- Musalan Location within Iran
- Coordinates: 36°22′39″N 45°24′07″E﻿ / ﻿36.37750°N 45.40194°E
- Country: Iran
- Province: West Azerbaijan
- County: Mirabad
- District: Central
- Rural District: Gavork-e Nalin

Population (2016)
- • Total: 611
- Time zone: UTC+3:30 (IRST)

= Musalan =

Village in West Azerbaijan province, Iran

Musalan (موسالان) (Note: Also romanized as Mūsālān) is a village in, and the capital of, Gavork-e Nalin Rural District in the Central District (Note: Formerly Vazineh District of Sardasht County) of Mirabad County, West Azerbaijan province, Iran.

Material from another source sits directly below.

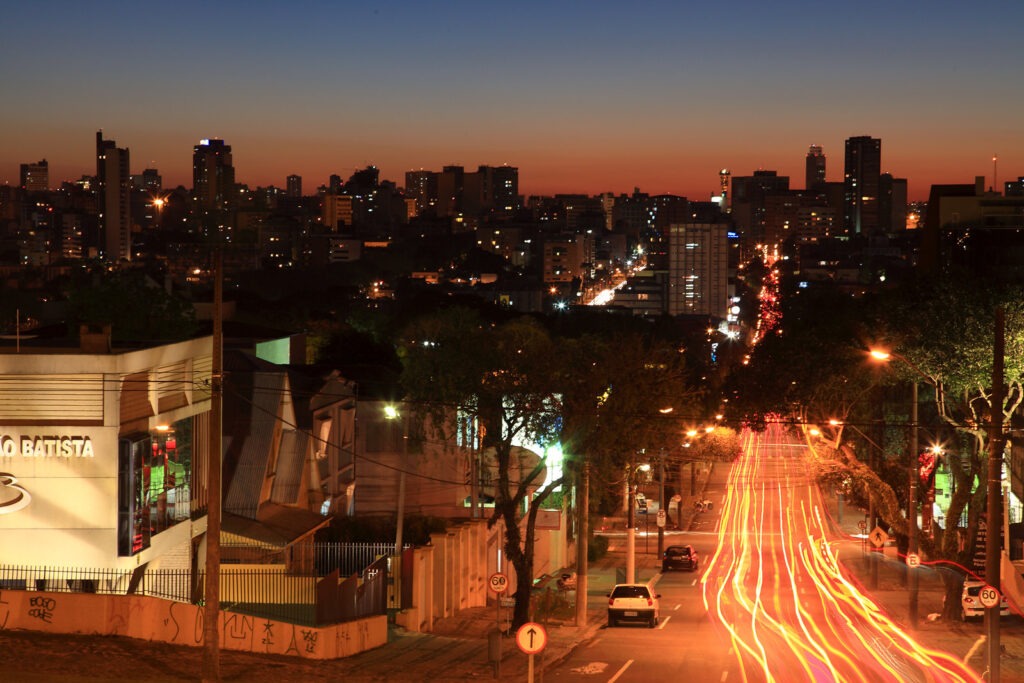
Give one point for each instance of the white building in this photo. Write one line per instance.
(102, 454)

The previous capital of the rural district was the village of Mirabad, now a city.

==Demographics==
===Population===
At the time of the 2006 National Census, the village's population was 572 in 85 households, when it was in Vazineh District (Note: Renamed the Central District of Mirabad County) of Sardasht County. The following census in 2011 counted 680 people in 126 households. The 2016 census measured the population of the village as 611 people in 141 households.

In 2022, the district was separated from the county in the establishment of Mirabad County and renamed the Central District.